Problem, na który uwagę zwrócili dziennikarze Polsat News, wynika z zastosowania w radiowym spocie Media Markt popularnego węgierskiego zwrotu „egészségedre”, czyli odpowiednika naszego „na zdrowie”. Kwestię tę wygłasza Tytus z popularnej przed laty kreskówki „Tytus, Romek i A'Tomek”. Zdaniem poproszonej o opinię Anny Butrym, absolwentki węgierskich uczelni, stypendystki polskiego i węgierskiego ministerstwa kultury, zwrot ten w polskiej reklamie wymawiany jest błędnie.
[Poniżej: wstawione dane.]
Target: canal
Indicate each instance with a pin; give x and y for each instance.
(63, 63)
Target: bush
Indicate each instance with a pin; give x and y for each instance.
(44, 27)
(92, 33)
– W spocie zupełnie zlekceważono podstawowe zasady węgierskiej wymowy, prezentując brzmienie „egeszegedre” (uproszczona wersja powinna brzmieć: egijszijgedre). Różnica może wydawać się nam mało istotna, póki nie zdamy sobie sprawy, że mówiąc „egijszijgedre” wznosimy toast „na twoje zdrowie”, a „egeszegedre” – „na (całą) twoją d..ę” – tłumaczyła na łamach polsatnews.pl. Butrym przypomina, że błędu można było łatwo uniknąć, konsultując tekst reklamy przed jej emisją. Omawiany problem dokładniej wytłumaczony został w nagraniu zamieszczonym poniżej (12:05).
Odpowiedź firmy
Media Markt odpowiada jednak na zarzuty twierdząc, że nie ma sobie nic do zarzucenia. Wioletta Batóg z działu komunikacji MediaMarktSaturn Polska na pytania dziennikarzy odpowiedziała, że "Przed emisją nagranie zostało skonsultowane z native speakerem, który potwierdził, że użyty zwrot zrozumiał jako »na zdrowie«. Nie miał co do tego żadnych wątpliwości". Firma zapewnia, że po opisaniu sprawy przez media jeszcze raz zwróciła się do węgierskich słuchaczy z prośbą o ocenę i nie uzyskała negatywnych komentarzy.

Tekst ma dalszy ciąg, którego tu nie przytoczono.